Mumias Sugar in cost-cutting bid to turn around its fortune
A source not authorised to speak for the miller told the Sunday Nation workers will now have to foot water and electricity bills as part of the plan while the company is understood to be finalising details of a staff retrenchment plan affecting employees who have attained 65 years.
Mumias chief executive Nashon Aseka told the Sunday Nation that the management of the firm is finalising details of a turnaround plan, which will be submitted to the Treasury.
He, however, declined to delve into the details. “We will make the details public at the appropriate time.
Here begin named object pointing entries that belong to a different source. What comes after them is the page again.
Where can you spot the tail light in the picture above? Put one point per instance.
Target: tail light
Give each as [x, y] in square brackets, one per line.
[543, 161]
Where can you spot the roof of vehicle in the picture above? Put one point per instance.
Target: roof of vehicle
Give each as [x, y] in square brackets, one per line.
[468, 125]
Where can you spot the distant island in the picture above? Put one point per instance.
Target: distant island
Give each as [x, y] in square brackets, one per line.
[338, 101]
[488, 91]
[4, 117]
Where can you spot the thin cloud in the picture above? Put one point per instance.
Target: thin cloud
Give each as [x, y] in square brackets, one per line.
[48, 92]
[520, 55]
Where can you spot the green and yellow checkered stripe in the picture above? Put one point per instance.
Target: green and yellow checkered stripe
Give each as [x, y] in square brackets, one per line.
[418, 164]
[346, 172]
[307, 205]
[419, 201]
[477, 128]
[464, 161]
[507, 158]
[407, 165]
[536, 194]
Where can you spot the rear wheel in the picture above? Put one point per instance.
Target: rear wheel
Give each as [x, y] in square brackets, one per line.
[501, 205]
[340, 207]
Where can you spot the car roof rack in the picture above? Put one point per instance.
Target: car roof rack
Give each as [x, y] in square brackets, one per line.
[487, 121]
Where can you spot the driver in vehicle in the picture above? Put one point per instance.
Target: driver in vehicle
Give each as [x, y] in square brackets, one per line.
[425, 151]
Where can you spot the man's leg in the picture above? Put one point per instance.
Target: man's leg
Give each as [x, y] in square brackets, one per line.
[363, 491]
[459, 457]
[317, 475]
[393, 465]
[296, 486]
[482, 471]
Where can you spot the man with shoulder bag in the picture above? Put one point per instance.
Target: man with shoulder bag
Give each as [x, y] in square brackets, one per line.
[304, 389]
There are still consultations in progress and it will not be appropriate for me to discuss them at this stage,” said Mr Aseka.
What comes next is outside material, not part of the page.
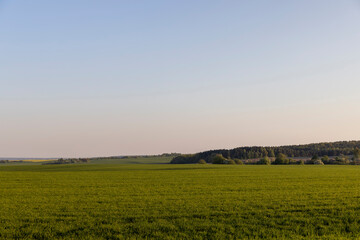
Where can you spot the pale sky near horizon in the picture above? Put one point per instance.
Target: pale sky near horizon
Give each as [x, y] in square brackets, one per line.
[101, 78]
“We are still planning how to restart milling. We are actually in the season when factories shut for maintenance, but we hope to start crushing when the weather improves to ensure there is no disruption in cane supply.”
Sugar millers in the region, however, continue to grapple with shortage of cane which has persisted since the beginning of the year due to the prolonged dry spell which affected production.
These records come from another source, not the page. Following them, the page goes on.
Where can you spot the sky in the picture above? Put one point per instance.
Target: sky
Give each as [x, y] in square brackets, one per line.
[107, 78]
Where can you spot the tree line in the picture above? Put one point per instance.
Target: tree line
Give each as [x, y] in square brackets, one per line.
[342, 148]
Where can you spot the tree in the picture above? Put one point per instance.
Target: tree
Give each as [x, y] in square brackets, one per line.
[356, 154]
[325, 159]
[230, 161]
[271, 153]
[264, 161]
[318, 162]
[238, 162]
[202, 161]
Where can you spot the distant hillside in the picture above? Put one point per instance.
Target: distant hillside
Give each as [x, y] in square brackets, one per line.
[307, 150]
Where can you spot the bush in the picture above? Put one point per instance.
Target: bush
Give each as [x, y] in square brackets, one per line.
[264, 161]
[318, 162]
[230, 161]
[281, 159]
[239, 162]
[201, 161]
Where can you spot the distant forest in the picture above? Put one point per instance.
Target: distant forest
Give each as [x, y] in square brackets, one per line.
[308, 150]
Earlier, Mr Aseka had said the miller was seeking an additional Sh5 billion to kick-start operations to avoid running into another round of financial hiccups and disruptions, which have plagued the firm for the past few years.
Mr Aseka has maintained that they are doing their best to restore the confidence of farmers and other stakeholders in the miller.
Mr Aseka said no major decision was made during the meeting between Governor Wycliffe Oparanya and the management of Mumias, but the committee is expected to start work this week.
But he said West Kenya is still operating with the available cane. He said the rains had washed away roads leading to sugarcane farms, disrupting transport services.
“The good news is that next year we are hoping to have improving cane supply because of the heavy rainfall this year. We have intensified planting of cane to ensure adequate supply to sustain operations,” he said.